SEMA News—June 2011

   unior Johnson’s No. 11 “Mountain Dew” Buick Regal, in which Darrell Waltrip won the NASCAR championship
   
In 1981, Hot Rod magazine Executive Editor C.J. Baker wrote an in-depth profile of Junior Johnson’s No. 11 “Mountain Dew” Buick Regal, in which Darrell Waltrip won the NASCAR championship that year. This photo opened that story in the November 1981 issue. Johnson is leaning on the race car; the other man in the photo is Gale Banks, posed with a turbocharged V6 engine he built for the Hot Rod project car behind him.
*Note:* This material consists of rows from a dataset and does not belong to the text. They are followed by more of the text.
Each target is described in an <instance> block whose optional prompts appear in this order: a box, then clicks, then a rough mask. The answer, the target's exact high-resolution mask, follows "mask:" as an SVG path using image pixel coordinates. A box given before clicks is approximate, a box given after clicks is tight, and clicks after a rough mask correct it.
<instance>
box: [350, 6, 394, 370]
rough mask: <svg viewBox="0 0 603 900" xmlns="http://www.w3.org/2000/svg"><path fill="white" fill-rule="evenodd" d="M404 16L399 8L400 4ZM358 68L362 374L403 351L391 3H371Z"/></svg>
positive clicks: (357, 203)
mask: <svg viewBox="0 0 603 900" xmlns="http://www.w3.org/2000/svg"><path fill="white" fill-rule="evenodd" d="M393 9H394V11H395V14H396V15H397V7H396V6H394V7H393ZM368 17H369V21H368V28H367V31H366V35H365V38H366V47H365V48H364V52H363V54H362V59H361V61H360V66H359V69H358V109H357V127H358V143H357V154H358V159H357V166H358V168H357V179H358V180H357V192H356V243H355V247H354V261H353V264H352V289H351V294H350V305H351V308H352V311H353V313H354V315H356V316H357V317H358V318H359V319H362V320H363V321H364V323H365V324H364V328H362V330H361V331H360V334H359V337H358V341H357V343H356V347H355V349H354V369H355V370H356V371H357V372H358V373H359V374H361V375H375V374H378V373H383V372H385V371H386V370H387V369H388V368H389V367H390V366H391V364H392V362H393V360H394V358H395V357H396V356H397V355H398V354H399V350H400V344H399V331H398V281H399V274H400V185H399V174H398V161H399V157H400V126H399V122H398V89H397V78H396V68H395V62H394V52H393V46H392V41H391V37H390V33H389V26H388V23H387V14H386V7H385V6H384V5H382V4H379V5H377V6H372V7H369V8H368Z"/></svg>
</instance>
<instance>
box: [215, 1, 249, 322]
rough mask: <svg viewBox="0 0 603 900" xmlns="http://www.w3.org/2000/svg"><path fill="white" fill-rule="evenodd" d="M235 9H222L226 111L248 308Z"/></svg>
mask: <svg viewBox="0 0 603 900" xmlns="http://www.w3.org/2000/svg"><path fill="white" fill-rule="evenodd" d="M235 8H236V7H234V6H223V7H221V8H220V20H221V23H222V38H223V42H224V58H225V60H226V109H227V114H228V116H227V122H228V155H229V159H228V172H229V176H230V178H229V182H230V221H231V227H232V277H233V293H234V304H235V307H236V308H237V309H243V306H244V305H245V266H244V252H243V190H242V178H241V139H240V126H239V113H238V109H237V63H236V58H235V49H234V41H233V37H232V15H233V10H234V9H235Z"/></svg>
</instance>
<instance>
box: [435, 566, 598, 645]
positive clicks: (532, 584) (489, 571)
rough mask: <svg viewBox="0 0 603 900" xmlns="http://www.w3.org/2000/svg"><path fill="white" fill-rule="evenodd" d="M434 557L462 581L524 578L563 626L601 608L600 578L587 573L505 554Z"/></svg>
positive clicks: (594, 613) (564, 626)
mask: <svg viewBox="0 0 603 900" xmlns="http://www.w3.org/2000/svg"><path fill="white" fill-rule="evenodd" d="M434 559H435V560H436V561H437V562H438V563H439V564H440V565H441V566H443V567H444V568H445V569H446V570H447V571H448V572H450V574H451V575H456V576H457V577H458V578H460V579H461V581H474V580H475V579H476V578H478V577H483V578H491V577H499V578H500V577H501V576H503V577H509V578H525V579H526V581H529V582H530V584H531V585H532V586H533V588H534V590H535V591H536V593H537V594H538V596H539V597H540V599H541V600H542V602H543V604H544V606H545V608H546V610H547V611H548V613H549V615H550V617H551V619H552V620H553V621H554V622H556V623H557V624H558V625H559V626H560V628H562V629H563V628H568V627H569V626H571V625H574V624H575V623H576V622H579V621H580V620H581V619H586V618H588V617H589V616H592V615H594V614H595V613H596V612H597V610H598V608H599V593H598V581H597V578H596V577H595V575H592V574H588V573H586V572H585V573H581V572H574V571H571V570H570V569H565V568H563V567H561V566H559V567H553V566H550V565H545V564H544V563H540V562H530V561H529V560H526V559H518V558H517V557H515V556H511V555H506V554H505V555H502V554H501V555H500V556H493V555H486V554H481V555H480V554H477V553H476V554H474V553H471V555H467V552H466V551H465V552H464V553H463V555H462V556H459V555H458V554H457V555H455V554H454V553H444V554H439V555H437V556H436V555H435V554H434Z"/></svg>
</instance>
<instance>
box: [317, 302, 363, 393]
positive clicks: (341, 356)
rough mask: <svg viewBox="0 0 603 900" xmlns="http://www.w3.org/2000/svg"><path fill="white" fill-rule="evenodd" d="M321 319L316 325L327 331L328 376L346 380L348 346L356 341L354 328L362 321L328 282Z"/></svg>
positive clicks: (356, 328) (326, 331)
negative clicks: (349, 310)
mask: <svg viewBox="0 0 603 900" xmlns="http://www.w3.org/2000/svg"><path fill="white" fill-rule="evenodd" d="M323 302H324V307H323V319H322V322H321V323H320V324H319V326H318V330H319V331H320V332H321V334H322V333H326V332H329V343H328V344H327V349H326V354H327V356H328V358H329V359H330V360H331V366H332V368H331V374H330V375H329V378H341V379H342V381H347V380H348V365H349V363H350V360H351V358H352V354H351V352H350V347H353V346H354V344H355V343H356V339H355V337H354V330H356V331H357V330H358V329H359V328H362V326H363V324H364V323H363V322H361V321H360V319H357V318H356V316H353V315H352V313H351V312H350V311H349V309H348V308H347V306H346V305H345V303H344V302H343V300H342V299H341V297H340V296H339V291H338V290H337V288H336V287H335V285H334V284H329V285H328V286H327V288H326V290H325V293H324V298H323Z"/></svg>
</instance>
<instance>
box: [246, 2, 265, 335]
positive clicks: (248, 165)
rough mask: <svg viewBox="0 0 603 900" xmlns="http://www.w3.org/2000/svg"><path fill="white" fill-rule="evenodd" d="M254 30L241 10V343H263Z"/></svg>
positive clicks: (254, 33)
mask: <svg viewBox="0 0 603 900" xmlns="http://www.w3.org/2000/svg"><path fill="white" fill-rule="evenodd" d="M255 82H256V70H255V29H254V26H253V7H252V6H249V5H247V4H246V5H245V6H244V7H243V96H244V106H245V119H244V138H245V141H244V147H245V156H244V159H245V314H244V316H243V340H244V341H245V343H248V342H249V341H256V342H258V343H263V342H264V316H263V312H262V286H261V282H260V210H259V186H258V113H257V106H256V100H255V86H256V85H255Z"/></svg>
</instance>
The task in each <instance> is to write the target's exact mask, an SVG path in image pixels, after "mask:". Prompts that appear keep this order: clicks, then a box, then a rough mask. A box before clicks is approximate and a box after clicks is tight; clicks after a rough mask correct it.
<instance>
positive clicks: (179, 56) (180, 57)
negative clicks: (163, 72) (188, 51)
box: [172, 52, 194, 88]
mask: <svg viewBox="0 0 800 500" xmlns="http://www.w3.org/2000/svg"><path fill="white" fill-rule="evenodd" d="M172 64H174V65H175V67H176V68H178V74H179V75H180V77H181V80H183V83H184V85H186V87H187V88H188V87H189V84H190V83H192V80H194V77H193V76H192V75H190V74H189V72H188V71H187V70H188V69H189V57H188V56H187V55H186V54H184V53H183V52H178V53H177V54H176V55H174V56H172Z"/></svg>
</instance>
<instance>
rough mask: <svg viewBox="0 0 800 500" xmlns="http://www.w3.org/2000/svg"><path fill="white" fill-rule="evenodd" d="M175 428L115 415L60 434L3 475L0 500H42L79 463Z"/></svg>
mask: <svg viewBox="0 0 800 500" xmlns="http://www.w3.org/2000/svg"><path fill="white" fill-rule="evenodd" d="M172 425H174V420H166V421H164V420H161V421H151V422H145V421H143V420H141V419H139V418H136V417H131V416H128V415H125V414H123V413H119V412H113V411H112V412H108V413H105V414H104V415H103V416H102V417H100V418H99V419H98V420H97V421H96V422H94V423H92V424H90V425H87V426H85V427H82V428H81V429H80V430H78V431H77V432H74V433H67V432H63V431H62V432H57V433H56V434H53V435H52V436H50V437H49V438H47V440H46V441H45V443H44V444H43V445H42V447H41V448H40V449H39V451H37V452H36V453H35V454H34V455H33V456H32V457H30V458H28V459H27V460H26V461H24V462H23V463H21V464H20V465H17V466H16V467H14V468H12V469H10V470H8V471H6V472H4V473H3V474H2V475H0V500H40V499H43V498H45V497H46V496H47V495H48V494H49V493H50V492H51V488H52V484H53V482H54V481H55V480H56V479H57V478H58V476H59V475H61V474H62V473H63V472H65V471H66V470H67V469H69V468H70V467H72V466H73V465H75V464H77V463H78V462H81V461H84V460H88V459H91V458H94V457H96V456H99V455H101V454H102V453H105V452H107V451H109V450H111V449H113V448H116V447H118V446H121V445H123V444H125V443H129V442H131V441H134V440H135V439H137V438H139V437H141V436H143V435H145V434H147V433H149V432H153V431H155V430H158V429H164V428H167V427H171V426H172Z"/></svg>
Though he may be better known now for his truck and diesel performance packages, Banks has been building hot car and boat engines for most of his 50-year-plus engineering career. He was a pioneer in performance turbocharger applications, first with marine engines in 1969 and later developing a twin-turbocharger system for small-block Chevrolet V8s. Baker and Banks had previously collaborated on V8 turbo projects for the magazine, so when Baker wanted to make something special out of Buick’s Regal Sport Coupe, Banks was a natural choice.
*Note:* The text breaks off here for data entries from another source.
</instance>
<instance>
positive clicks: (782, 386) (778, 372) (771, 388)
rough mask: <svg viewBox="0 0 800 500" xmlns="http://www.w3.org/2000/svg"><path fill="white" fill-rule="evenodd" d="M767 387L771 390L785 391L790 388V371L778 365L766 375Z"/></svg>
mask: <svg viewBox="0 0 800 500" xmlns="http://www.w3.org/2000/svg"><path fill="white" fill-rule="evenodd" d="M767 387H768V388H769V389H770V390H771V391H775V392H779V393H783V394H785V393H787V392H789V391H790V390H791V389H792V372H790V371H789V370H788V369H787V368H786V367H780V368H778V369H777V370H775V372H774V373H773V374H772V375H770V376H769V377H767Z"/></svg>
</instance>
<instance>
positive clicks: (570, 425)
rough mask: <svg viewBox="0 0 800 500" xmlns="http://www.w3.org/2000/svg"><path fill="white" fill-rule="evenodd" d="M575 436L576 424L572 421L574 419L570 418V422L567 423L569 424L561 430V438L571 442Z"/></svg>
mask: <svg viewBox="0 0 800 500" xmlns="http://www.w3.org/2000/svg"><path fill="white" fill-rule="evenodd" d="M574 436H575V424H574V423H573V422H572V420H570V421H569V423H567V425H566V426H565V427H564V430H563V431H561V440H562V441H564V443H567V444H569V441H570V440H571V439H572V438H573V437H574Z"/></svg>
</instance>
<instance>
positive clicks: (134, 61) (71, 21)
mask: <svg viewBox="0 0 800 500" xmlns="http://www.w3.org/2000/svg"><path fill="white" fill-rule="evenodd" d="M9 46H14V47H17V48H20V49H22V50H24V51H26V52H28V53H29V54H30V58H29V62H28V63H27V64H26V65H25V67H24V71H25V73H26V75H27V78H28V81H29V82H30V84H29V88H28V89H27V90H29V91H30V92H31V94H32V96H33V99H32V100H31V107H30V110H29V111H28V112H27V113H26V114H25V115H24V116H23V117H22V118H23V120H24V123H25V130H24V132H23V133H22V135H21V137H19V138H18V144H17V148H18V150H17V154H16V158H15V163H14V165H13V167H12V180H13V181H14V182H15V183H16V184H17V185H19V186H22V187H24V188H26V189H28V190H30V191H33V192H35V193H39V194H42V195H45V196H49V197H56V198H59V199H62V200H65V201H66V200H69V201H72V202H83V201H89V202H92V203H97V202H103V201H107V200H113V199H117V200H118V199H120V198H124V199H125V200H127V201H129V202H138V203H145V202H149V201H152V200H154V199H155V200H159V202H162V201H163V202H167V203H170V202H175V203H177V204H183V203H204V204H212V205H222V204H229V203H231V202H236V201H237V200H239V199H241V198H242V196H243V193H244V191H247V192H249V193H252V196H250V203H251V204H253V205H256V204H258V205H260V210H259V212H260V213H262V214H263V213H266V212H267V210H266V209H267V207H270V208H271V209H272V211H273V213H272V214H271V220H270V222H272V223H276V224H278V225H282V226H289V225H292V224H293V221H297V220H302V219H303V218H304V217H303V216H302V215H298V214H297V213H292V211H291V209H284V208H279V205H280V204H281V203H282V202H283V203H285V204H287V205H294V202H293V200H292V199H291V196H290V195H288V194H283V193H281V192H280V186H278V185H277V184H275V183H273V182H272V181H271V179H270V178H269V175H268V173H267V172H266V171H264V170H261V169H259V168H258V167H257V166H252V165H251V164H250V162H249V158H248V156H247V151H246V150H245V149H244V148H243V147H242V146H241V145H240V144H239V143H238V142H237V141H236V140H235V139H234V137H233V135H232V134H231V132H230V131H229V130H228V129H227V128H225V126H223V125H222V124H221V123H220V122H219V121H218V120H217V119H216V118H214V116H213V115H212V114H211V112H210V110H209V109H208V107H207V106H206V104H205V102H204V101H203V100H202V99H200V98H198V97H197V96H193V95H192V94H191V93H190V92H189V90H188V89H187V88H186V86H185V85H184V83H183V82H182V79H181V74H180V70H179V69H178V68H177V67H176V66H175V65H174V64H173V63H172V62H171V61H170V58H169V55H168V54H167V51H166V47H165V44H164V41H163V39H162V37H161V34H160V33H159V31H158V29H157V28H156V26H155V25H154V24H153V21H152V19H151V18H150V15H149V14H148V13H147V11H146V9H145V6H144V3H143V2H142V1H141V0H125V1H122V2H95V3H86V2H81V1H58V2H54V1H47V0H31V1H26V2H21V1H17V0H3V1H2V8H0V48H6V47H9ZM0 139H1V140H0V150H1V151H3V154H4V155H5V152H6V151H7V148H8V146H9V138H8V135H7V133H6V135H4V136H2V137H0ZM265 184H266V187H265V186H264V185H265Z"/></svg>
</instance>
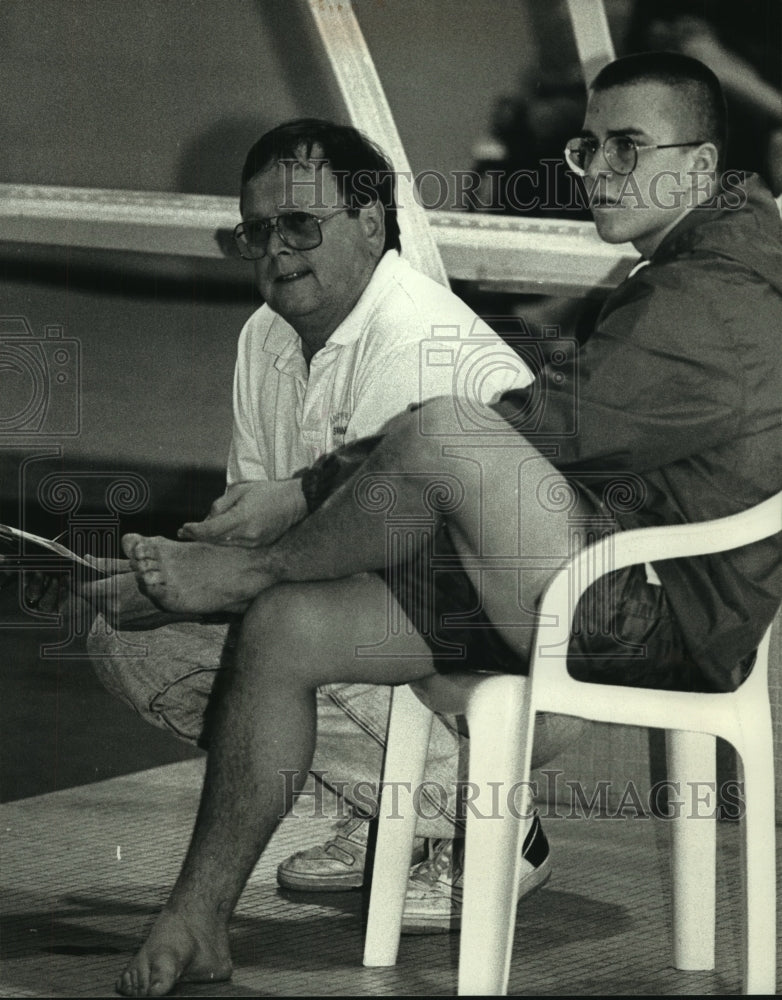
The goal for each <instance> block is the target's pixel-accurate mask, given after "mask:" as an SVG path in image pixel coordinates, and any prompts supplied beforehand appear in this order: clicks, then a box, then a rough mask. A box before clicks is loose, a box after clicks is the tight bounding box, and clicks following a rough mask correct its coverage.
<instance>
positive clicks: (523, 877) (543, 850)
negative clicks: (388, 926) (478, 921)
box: [402, 812, 551, 934]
At the time, the 170 hp produced by the Regal’s 3.8L engine “was the best performing of General Motors’ redesigned A-Specials,” Baker wrote. But rather than modify the existing V6, Banks chose to pull the stock engine and replace it with a heavy-duty, fully balanced V6 that had been assembled by Kenne-Bell. Banks designed its twin-turbocharger system, which included custom exhaust manifolds, a modified Holley intake and a specially prepped Holley carburetor. On the dyno, that combination produced 439 horses, a number Baker called “very respectable.”
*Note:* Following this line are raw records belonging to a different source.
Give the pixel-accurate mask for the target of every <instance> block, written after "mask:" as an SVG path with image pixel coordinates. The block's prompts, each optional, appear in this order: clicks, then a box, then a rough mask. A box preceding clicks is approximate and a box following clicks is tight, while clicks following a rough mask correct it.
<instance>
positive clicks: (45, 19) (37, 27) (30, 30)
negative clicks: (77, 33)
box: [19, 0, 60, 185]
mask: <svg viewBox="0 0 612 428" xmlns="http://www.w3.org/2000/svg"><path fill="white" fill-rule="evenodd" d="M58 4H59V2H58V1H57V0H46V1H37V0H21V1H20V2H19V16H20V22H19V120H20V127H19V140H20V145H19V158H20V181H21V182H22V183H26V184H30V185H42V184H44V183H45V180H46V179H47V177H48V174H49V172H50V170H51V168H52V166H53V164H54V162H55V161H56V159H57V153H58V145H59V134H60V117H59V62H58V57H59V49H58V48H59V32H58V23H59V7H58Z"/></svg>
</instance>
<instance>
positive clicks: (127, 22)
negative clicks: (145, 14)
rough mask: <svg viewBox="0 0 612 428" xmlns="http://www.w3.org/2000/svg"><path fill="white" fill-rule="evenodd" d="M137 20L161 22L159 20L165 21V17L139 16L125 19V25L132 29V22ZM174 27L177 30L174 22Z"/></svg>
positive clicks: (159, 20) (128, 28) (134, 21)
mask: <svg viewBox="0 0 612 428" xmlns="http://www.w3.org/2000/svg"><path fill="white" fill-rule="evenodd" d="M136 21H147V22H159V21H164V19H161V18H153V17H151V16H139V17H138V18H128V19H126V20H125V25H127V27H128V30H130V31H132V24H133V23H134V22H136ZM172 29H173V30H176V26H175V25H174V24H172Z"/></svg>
Yet neither Baker nor Banks was completely satisfied with the result, so Banks increased the engine’s compression ratio and installed a hotter cam. The engine in that state of tune didn’t go back on the dyno, but Banks later estimated its output at around 500 hp. Track numbers would support the estimate, as the Regal went from 0 to 60 miles per hour in just 5.3 seconds and ran the quarter-mile in 13.25 seconds at nearly 108 mph.

When Buick got wind of the project car, it asked Banks to bring it to GM’s proving grounds in Mesa, Arizona, so that engineers could evaluate the package. Impressed, the automaker asked Banks to build a clone of the car and four replicas of the V6 to be used on the auto show circuit.

It wasn’t long after examining Banks’ handiwork that Buick built a pace car for the 1983 Indy 500 that was powered by a turbocharged V6 using a forced-induction system remarkably similar to Banks’ design, he says. And not long after that, Buick began building the now legendary turbocharged Grand Nationals. This wouldn’t be the first time that an automaker “borrowed” some technological developments from the aftermarket—nor would it be the last.